DECC has identified energy storage as one of the possible balancing mechanisms – alongside other mechanisms, including demand-side response and interconnectors. Different mechanisms are expected to be needed to meet different balancing needs in the transmission and distribution networks, depending on the characteristics they offer, such as their peak power; duration of storage; and response times. The extent of deployment and effect of storage on energy costs will depend on the composition of future electricity systems – both supply and demand – as well as the cost and availability of storage and the other balancing technologies.

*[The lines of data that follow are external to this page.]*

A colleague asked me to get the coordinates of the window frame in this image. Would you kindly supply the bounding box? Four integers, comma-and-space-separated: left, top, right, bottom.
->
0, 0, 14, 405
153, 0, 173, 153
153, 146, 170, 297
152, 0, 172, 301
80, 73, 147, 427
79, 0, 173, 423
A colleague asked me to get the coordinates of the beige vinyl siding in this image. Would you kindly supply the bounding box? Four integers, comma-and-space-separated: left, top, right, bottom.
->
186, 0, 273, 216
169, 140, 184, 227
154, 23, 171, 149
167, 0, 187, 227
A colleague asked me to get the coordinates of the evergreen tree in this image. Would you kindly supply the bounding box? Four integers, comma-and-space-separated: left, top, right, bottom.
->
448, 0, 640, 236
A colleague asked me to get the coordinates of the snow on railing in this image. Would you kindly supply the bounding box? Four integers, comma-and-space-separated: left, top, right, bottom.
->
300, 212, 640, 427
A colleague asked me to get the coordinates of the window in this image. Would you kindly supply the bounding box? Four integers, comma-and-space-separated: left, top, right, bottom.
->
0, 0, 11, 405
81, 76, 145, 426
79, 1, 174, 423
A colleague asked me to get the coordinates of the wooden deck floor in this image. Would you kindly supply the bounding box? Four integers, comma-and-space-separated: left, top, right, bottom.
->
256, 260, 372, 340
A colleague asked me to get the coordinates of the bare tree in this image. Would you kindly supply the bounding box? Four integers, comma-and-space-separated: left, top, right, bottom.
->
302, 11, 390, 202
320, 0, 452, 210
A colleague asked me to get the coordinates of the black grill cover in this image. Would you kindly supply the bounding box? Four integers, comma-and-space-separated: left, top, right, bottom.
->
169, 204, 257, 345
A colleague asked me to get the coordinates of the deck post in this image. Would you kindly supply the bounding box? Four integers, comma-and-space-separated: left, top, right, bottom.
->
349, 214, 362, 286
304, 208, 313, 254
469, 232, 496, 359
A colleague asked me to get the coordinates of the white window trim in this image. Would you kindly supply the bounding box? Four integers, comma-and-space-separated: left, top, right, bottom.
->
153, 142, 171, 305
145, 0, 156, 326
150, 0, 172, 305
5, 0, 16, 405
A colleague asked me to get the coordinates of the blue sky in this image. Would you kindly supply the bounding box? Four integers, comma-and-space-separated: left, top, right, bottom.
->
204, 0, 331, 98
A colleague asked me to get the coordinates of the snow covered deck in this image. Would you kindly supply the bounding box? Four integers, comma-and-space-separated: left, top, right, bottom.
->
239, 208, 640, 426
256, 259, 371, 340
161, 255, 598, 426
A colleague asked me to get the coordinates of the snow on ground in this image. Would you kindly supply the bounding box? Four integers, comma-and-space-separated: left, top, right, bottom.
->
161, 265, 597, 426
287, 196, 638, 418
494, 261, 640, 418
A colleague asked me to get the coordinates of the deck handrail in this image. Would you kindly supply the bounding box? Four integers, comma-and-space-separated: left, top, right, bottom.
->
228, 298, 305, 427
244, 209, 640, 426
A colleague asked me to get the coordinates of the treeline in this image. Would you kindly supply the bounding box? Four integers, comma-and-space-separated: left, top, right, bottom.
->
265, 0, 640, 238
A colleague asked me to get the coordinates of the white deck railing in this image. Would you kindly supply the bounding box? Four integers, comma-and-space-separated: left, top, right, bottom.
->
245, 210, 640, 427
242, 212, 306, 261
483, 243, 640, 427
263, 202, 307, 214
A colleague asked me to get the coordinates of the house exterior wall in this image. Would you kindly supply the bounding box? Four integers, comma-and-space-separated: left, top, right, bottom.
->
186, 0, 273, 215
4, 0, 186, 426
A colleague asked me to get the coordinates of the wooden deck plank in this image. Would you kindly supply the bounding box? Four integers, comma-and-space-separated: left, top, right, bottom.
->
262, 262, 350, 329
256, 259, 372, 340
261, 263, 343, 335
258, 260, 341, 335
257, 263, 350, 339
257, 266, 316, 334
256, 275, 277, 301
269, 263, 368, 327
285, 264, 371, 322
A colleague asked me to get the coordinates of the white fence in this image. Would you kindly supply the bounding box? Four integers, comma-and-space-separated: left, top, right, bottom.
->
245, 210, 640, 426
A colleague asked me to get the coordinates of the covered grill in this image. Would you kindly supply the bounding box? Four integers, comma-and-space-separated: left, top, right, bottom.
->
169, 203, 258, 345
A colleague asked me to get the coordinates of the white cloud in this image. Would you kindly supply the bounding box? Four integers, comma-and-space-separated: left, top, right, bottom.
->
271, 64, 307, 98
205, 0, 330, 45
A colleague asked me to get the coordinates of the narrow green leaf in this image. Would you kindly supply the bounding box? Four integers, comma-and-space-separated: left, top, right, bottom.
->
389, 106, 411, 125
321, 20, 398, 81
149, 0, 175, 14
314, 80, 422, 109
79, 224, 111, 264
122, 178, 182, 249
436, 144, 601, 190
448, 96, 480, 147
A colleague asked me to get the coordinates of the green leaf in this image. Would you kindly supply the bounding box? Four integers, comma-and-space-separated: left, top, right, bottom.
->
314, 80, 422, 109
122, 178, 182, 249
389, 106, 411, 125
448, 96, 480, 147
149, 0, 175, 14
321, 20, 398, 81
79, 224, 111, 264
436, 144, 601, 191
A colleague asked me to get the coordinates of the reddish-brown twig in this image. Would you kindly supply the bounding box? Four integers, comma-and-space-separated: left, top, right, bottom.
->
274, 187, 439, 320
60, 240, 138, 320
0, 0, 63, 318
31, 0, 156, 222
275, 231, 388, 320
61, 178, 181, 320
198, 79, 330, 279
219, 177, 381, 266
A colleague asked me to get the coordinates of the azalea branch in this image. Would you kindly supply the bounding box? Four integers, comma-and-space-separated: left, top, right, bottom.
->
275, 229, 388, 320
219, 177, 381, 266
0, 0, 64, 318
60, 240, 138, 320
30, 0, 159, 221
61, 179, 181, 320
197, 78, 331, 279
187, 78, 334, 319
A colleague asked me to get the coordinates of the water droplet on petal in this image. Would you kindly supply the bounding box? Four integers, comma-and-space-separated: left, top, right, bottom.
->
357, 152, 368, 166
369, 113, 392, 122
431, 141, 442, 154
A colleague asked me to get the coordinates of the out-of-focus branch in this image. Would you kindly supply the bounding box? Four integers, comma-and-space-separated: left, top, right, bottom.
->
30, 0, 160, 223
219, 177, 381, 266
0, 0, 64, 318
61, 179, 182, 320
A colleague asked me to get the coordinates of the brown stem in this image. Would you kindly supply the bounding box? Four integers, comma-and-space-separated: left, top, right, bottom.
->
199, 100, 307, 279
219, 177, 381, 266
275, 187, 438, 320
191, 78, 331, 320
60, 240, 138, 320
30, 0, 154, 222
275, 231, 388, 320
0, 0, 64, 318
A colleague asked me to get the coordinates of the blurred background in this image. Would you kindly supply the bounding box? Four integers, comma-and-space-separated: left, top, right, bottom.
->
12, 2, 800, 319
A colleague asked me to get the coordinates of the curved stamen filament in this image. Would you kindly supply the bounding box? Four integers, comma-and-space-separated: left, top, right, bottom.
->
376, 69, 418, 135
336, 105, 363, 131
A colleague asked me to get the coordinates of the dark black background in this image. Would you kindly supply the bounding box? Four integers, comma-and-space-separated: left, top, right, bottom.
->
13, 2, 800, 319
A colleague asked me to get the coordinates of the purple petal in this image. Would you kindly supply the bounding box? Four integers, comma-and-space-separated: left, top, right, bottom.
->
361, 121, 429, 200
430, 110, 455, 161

Research carried out for the Carbon Trust by Professor Goran Strbac and a team at Imperial College and published in June 2012 in a report titled ‘Role and Value of Energy Storage Systems in the UK Low Carbon Energy Future', concluded that: “energy storage can bring benefits to several sectors in the electricity industry, including generation, transmission and distribution, while providing services to support real-time balancing of demand and supply, network congestion management and reduce the need for investment in system reinforcement”. The Imperial College report estimated that in a “2050 high renewables scenario, application of energy storage technologies could potentially generate total system savings of £10bn/year”.
The Low Carbon Innovation Coordination Group, which includes the Department of Energy and Climate Change and the other major public-sector investors in low carbon technology innovation, published a Strategic Framework in February 2014 which concluded that successful innovation in electricity storage technologies could save the UK energy system about £4.6billion in total by 2050.